Serum proteins reflecting inflammation, injury and repair as biomarkers of disease activity in ANCA-associated vasculitis

Abstract

Objective: To identify circulating proteins that distinguish between active anti-neutrophil cytoplasmic antibody (ANCA)-associated vasculitis (AAV) and remission in a manner complementary to markers of systemic inflammation.

Methods: Twenty-eight serum proteins representing diverse aspects of the biology of AAV were measured before and 6 months after treatment in a large clinical trial of AAV. Subjects (n=186) enrolled in the Rituximab in ANCA-Associated Vasculitis (RAVE) trial were studied. Erythrocyte sedimentation rate (ESR) and C-reactive protein (CRP) levels were available for comparison. The primary outcome was the ability of markers to distinguish severe AAV (Birmingham Vasculitis Activity Score for Wegener's granulomatosis (BVAS/WG)≥3 at screening) from remission (BVAS/WG=0 at month 6), using areas under receiver operating characteristic (ROC) curve (AUC).

Results: All subjects had severe active vasculitis (median BVAS/WG=8) at screening. In the 137 subjects in remission at month 6, 24 of the 28 markers showed significant declines. ROC analysis indicated that levels of CXCL13 (BCA-1), matrix metalloproteinase-3 (MMP-3) and tissue inhibitor of metalloproteinases-1 (TIMP-1) best discriminated active AAV from remission (AUC>0.8) and from healthy controls (AUC>0.9). Correlations among these markers and with ESR or CRP were low.

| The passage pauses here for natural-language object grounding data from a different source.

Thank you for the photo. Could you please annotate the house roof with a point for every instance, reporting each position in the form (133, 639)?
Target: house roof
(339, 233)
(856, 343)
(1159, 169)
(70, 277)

Conclusions: Many markers are elevated in severe active AAV and decline with treatment, but CXCL13, MMP-3 and TIMP-1 distinguish active AAV from remission better than the other markers studied, including ESR and CRP. These proteins are particularly promising candidates for future studies to address unmet needs in the assessment of patients with AAV.

Keywords: Autoimmune Diseases; Chemokines; Cytokines.

Figure 1

Levels of selected markers in severe active ANCA-associated vasculitis (AAV), AAV in remission, and in healthy controls. Left panels: receiver operating characteristic curves showing the ability of selected markers to distinguish severe active AAV (at screening) from remission at month 6 (blue curves), and severe active AAV from healthy controls (red curves). The diagonal line indicates what would be expected with no discrimination between groups. Erythrocyte sedimentation rate and C-reactive protein were not measured in healthy controls. Right panels: levels in individual patients. All subjects had severe active AAV at screening and were in remission at month 6. The medians and 95th centiles among healthy controls are shown with horizontal solid and dotted lines, respectively. CRP, C-reactive protein; ESR, erythrocyte sedimentation rate; GM-CSF, granulocyte–monocyte colony-stimulating factor; MMP3, matrix metalloproteinase-3; TIMP-1, tissue inhibitor of metalloproteinases-1.

Figure 2

Correlations between marker levels. Spearman correlation coefficients for all pairs of experimental markers as well as erythrocyte sedimentation rate (ESR) and C-reactive protein (CRP) are shown. Background colour indicates strength of association (red, >0.75; orange, 0.5–0.75; yellow, 0.25–0.5; white, <0.25). BCA-1, CXCL13; FGFb, basic fibroblast growth factor; G-CSF, granulocyte colony-stimulating factor; GM-CSF, granulocyte–monocyte colony-stimulating factor; ICAM-1, intercellular adhesion molecule-1; IFN, interferon; IL, interleukin; IL-8, CXCL8; IL-18BP, interleukin 18 binding protein; IP-10, CXCL10; KIM-1, kidney injury molecule-1; MMP-3, matrix metalloproteinase-3; NGAL, neutrophil gelatinase-associated lipocalin; NGFβ, nerve growth factor β; PAI-1, plasminogen activator inhibitor-1; PDGF-AB, platelet-derived growth factor, A and B subunits; RANTES, CCL5; sIL-2R, soluble IL 2 receptor; sIL-6R, soluble IL 6 receptor; sTNF-RII, soluble TNF receptor II; TARC, CCL17; TIMP-1, tissue inhibitor of metalloproteinases-1; VCAM-1, vascular cell adhesion molecule-1.